Questo suggerì inizialmente che l’olio potesse avere importanti benefici cardiaci. Tuttavia, studi successivi, soprattutto dopo gli anni Ottanta, rivelarono che anche tra gli Inuit i tassi di malattie cardiache erano simili a quelli di altre popolazioni, spingendo a riconsiderare l’efficacia di questi integratori.
Dal 2018, vari studi hanno indagato ulteriormente. Una meta-analisi del 2018, che ha incluso quasi 78.000 persone, e altre ricerche non hanno riscontrato benefici significativi per la salute cardiaca legati all’assunzione di omega-3. Alcuni studi hanno anche evidenziato rischi, come un aumento del 25% della fibrillazione atriale in chi assumeva dosi elevate di olio di pesce.
Nonostante ciò, gli omega-3 restano considerati importanti per la salute generale, ma è evidente che occorrono ulteriori ricerche. I benefici associati al consumo di pesce fresco, che include proteine, vitamine e minerali, sembrano superare quelli degli integratori di olio di pesce, soprattutto per la prevenzione delle malattie cardiache.
Altri usi e differenze con il consumo diretto della carne

L’olio di pesce è celebre per i suoi benefici sulla salute, ma va distinto dal consumo diretto di pesce grasso come salmone e sgombro. Gli integratori di olio di pesce sono particolarmente utilizzati in ambito sportivo per le loro proprietà antinfiammatorie, che aiutano nella prevenzione delle lesioni neuro-muscolari e facilitano il recupero dopo attività fisiche intense. Inoltre, sono impiegati per gestire condizioni come le patologie cardiovascolari, autoimmuni e neurodegenerative grazie alle loro proprietà antiossidanti e neuroprotettive.
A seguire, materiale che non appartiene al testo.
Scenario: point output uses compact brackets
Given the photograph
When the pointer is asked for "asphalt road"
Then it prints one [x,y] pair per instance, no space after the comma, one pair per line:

È importante sottolineare che, sebbene l’olio di pesce sia ricco di acidi grassi omega-3 (EPA e DHA), che supportano la salute del cuore, del cervello e degli occhi, il consumo diretto di pesce fornisce anche proteine e altri nutrienti essenziali che gli integratori non offrono. Inoltre, l’assunzione di integratori richiede cautela, soprattutto per chi è in terapia farmacologica o ha condizioni mediche particolari. In sintesi, mentre l’olio di pesce può essere un utile complemento, una dieta equilibrata con pesce fresco due volte a settimana potrebbe essere sufficiente e più completa per la maggior parte delle persone.